Le titre de l’exposition se fonde sur la langue Wolof dit : « Guis sou me le mbao » (« Je ne te vois pas à Mbao ») qui a été inventé au lendemain du massacre. Les familles des soldats se sont précipités vers le village voisin de Mbao où les survivants avaient trouvé refuge, dans l’espoir de voir leurs proches.

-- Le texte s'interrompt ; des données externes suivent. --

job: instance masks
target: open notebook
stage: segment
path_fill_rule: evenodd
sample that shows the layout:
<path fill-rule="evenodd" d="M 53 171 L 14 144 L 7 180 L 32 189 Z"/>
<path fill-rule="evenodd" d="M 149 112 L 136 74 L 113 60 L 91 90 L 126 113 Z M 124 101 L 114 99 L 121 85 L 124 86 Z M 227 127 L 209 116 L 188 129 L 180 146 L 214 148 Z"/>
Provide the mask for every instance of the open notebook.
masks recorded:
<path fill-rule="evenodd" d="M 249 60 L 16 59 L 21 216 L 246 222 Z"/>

L’expression sert maintenant d’avertir quelqu’un qui est en grand danger. Elle est l’une des traces qui révèle le profond traumatisme causé par le massacre et sa brutalité qui a envoyé des ondes de choc à travers l’Afrique occidentale française. Le massacre était un appel au réveil pour beaucoup, que malgré les sacrifices africains de l’ouest avaient fait pour la France dans les deux guerres mondiales et d’innombrables interventions militaires sur trois continents, ils étaient rentrés à la même brutalité coloniale, l’injustice raciale et à la discrimination.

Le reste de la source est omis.